Crise étudiante - L’opposition se moque de la commission d’examen

Le ministre de la Sécurité publique, Stéphane Bergeron
Photo: La Presse canadienne (photo) Jacques Boissinot Le ministre de la Sécurité publique, Stéphane Bergeron

Les principaux partis d’opposition ont tourné en dérision, jeudi, la Commission spéciale d’examen des événements du printemps 2012, annoncée la veille par le gouvernement péquiste. Ne manque que l’ex-leader étudiant Gabriel Nadeau-Dubois pour siéger à la commission, a ironisé le député libéral Robert Poëti, au cours d’une période de questions houleuse qui a porté presque exclusivement sur le sujet.

« Serge Ménard, ancien ministre péquiste et ex-député du Bloc, présidera la commission. Ce n’est pas un ami, ça ? Ce n’est pas partisan ? Avez-vous pensé, monsieur le ministre, à demander à Gabriel Nadeau-Dubois d’agir comme secrétaire de la commission ? », a-t-il lancé à l’intention du ministre de la Sécurité publique, Stéphane Bergeron.


Huis clos dénoncé


Libéraux et caquistes jugent que cette commission, dépourvue du pouvoir de contrainte à témoigner et tenue à huis clos, est teintée de partisanerie politique. Selon eux, l’exercice est également partial contre la police, comme en fait foi son mandat d’examiner les techniques utilisées par les forces policières lors des manifestations. « Vous pensez que les policiers ne font pas un bon travail au Québec ? En demandant aux gens “Venez vous plaindre”, c’est un désaveu. Vous avez perdu la confiance de vos policiers », a argué le député de Marguerite-Bourgeoys, Robert Poëti.

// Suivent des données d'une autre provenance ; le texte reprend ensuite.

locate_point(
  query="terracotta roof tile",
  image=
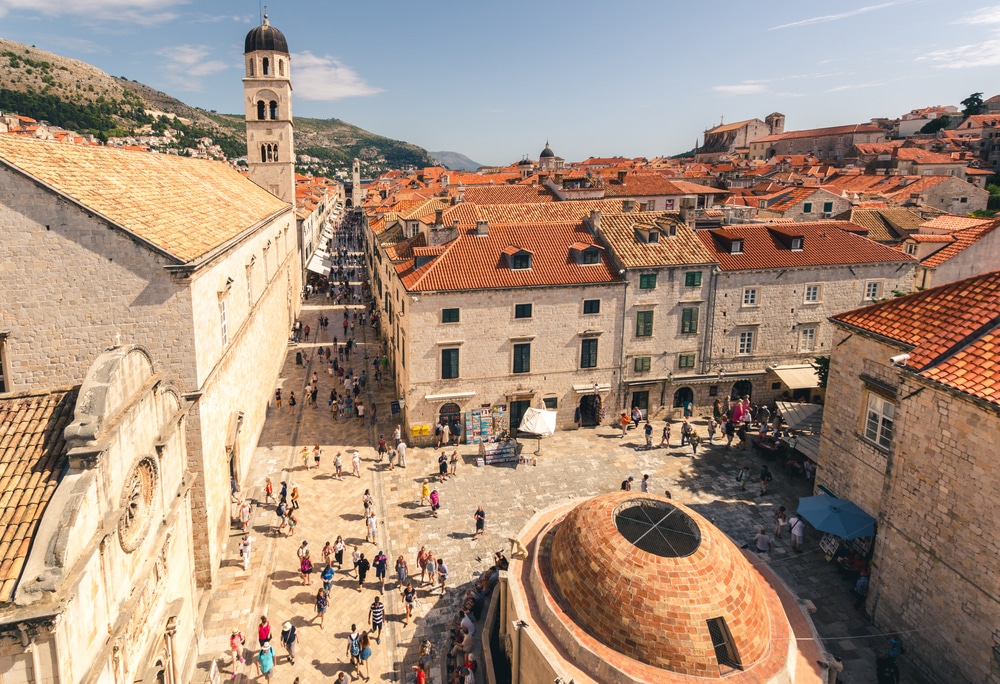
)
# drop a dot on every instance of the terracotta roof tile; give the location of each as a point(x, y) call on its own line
point(186, 207)
point(824, 243)
point(952, 332)
point(473, 262)
point(32, 457)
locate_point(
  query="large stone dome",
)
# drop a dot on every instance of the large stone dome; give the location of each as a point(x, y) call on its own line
point(657, 583)
point(265, 37)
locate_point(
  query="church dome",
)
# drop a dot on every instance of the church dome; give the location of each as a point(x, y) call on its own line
point(656, 582)
point(265, 37)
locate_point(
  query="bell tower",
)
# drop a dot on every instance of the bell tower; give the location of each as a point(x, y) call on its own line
point(267, 95)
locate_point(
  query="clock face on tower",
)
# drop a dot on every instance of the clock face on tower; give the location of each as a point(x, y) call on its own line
point(137, 504)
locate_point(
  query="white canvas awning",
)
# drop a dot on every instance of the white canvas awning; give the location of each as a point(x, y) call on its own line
point(538, 422)
point(798, 377)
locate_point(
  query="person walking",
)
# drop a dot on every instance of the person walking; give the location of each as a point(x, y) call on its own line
point(289, 638)
point(322, 603)
point(376, 615)
point(480, 517)
point(765, 477)
point(265, 661)
point(362, 567)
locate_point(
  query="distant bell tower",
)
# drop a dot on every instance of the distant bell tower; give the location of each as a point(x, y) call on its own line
point(267, 93)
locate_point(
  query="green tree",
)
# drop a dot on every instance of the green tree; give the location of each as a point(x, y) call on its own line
point(973, 104)
point(935, 125)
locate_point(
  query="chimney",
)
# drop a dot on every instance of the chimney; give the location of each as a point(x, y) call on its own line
point(595, 221)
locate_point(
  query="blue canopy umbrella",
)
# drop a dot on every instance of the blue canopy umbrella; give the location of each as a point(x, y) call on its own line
point(836, 516)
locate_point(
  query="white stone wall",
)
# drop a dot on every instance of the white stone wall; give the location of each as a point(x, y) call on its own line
point(487, 332)
point(782, 313)
point(932, 493)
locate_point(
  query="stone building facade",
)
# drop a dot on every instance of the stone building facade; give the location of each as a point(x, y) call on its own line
point(777, 286)
point(200, 266)
point(908, 435)
point(103, 588)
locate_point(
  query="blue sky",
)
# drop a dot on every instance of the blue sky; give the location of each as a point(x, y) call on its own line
point(496, 80)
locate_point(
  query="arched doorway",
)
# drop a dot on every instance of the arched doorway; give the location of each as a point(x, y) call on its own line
point(741, 388)
point(451, 414)
point(590, 410)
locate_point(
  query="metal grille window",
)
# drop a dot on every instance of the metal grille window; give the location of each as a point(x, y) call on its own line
point(449, 364)
point(725, 647)
point(522, 358)
point(879, 422)
point(689, 321)
point(588, 354)
point(644, 324)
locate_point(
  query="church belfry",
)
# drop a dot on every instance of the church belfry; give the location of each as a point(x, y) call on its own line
point(267, 92)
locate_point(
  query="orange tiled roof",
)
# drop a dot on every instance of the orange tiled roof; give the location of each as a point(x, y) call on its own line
point(963, 239)
point(32, 457)
point(618, 230)
point(952, 331)
point(185, 207)
point(475, 262)
point(825, 243)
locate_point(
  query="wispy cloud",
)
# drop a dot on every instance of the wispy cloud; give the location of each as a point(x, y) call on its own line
point(142, 12)
point(835, 17)
point(326, 78)
point(740, 89)
point(185, 65)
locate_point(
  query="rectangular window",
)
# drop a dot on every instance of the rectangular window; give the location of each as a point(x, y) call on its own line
point(222, 321)
point(689, 321)
point(522, 358)
point(807, 339)
point(644, 324)
point(588, 354)
point(878, 423)
point(449, 364)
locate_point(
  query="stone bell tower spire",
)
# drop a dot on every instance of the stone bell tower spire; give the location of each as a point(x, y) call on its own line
point(267, 95)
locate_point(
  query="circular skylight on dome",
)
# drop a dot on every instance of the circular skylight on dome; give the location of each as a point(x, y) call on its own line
point(657, 527)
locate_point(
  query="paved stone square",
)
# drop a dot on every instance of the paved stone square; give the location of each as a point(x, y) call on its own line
point(572, 464)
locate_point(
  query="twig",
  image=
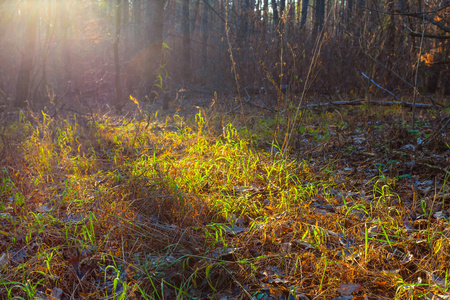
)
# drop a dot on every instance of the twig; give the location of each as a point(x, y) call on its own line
point(436, 134)
point(380, 87)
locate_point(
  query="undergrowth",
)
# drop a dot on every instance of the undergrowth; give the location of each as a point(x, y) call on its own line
point(122, 209)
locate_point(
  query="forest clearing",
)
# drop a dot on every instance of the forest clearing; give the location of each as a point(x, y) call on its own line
point(209, 149)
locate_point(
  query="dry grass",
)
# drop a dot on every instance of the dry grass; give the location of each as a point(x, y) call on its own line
point(202, 208)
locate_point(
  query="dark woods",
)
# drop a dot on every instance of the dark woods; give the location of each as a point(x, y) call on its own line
point(101, 52)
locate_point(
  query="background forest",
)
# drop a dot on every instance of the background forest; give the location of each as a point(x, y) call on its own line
point(212, 149)
point(104, 51)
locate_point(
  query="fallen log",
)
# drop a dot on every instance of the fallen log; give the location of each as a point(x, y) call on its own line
point(379, 103)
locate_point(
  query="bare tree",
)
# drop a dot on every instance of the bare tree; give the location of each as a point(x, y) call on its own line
point(30, 17)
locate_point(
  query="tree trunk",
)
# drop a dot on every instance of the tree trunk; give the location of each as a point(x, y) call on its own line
point(319, 16)
point(186, 42)
point(276, 18)
point(118, 99)
point(205, 34)
point(305, 4)
point(30, 15)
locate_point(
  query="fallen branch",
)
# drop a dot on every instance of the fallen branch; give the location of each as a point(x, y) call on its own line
point(380, 103)
point(380, 87)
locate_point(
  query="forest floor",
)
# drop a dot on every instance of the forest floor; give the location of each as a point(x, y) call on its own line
point(207, 203)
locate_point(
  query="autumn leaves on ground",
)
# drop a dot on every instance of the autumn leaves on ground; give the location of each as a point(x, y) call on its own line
point(207, 206)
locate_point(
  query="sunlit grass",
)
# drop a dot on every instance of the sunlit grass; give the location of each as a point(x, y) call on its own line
point(178, 210)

La nomination par décret de l’ancienne présidente de la CSN, Claudette Carbonneau, au poste de commissaire illustre aussi le préjugé de la commission en faveur des manifestants, a soutenu le député Gérard Deltell de la Coalition avenir Québec (CAQ). À l’appui de ses dires, il a cité un texte signé par Mme Carbonneau le 10 août dernier dans lequel elle vante la « maturité » du mouvement étudiant et dénonce « l’approche méprisante et matamore à l’égard de la jeunesse ». « [La CSN] a financé au moins pour 35 000 $ les carrés rouges, elle a publié six communiqués qui attaquaient les policiers et elle a engagé Gabriel Nadeau-Dubois », a soulevé le député de Chauveau.


Le ministre Stéphane Bergeron s’est évertué à défendre l’indépendance de la commission dirigée par l’ancien ministre péquiste Serge Ménard, aux côtés de Mme Carbonneau et de l’ex-juge Bernard Grenier. Que ce soit à propos du travail des policiers ou des gestes commis par les « agitateurs », la commission entendra « tous les Québécois et toutes les Québécoises » qui veulent donner leur point de vue, a-t-il insisté.